# Help With Microphone Identification



## ESPImperium (Jan 25, 2014)

Ever since seeing Shinedown last year, i have been trying to identify the Microphones Zach Myers uses. Here is a pic, can anyone help me? Im trying to identify microphones used for different techniques.





Thanks.


----------



## Katash (Jan 26, 2014)

Left is a Shure Beta58, the right one I'm still looking up, can't identify it right away.


----------



## MBMoreno (Jan 26, 2014)

It is a Shure Green Bullet

edit: It isn't...


----------



## ESPImperium (Jan 27, 2014)

Its a harmonica mic, its not a Green Bullet, Nickelback use them.

I have a feeling this one is something that may be discontinued.


----------



## Baelzebeard (Jan 27, 2014)

Might be an Electro-voice Raven, I'm not sure if they are in production still nor have I seen a picture of them from behind, but it looks right.
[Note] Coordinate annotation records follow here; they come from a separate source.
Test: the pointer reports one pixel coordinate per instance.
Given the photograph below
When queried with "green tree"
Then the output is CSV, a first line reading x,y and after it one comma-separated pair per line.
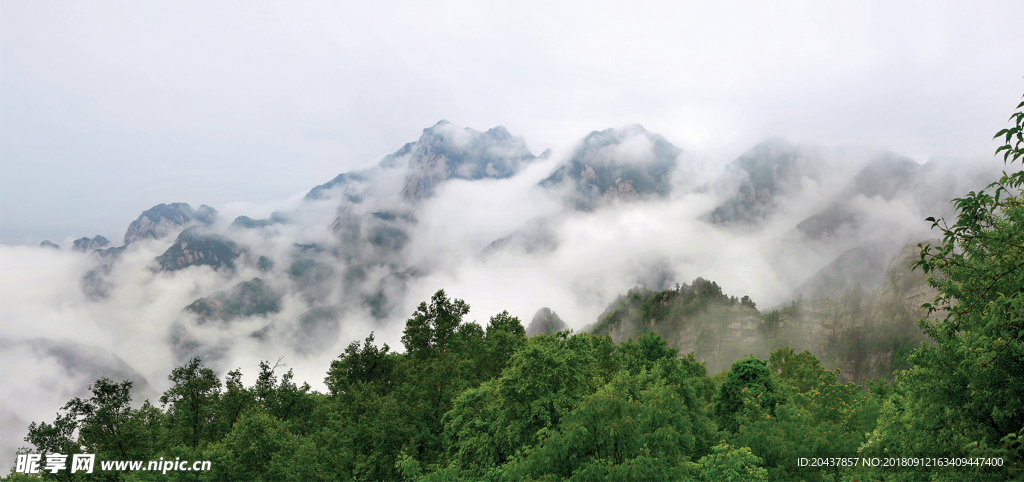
x,y
192,403
968,389
749,378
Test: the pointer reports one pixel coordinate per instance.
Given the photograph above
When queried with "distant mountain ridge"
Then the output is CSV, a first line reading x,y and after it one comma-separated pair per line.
x,y
364,258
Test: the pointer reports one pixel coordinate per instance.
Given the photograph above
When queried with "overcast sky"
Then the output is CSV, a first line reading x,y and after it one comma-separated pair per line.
x,y
108,108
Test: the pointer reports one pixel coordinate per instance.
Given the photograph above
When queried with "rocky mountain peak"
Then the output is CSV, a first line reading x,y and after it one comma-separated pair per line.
x,y
445,151
621,164
195,247
163,219
86,245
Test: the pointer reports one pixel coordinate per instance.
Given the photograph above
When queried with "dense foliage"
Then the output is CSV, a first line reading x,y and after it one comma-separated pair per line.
x,y
468,402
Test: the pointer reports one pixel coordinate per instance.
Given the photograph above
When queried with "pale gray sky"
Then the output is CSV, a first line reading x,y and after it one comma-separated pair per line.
x,y
108,108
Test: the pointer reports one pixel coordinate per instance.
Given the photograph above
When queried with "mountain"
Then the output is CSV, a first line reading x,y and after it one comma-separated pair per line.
x,y
767,172
196,247
246,299
545,322
162,220
442,152
697,317
85,244
356,248
625,164
887,178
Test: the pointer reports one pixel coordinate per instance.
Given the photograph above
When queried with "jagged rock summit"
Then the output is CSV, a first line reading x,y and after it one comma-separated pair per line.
x,y
443,151
624,164
162,220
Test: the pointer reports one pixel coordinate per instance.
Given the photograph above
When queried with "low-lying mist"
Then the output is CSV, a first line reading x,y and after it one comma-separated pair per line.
x,y
361,254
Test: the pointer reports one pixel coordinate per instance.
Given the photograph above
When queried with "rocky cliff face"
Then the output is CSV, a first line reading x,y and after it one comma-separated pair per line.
x,y
194,247
767,172
251,298
162,220
625,164
697,318
545,322
887,177
444,151
86,245
866,334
Electrovoice Cardinal & Raven


----------



## ESPImperium (Jan 29, 2014)

Thanks, thats the one i was looking for.

Just done a bit of looking, and they are discontinued now. Looks like im gonna have to pick up one used, or look at a alternative that SoS suggest.


----------



## GunpointMetal (Jan 29, 2014)

whats the point of two mics these days? are people using one that overdrives really easy for dirt vocals?


----------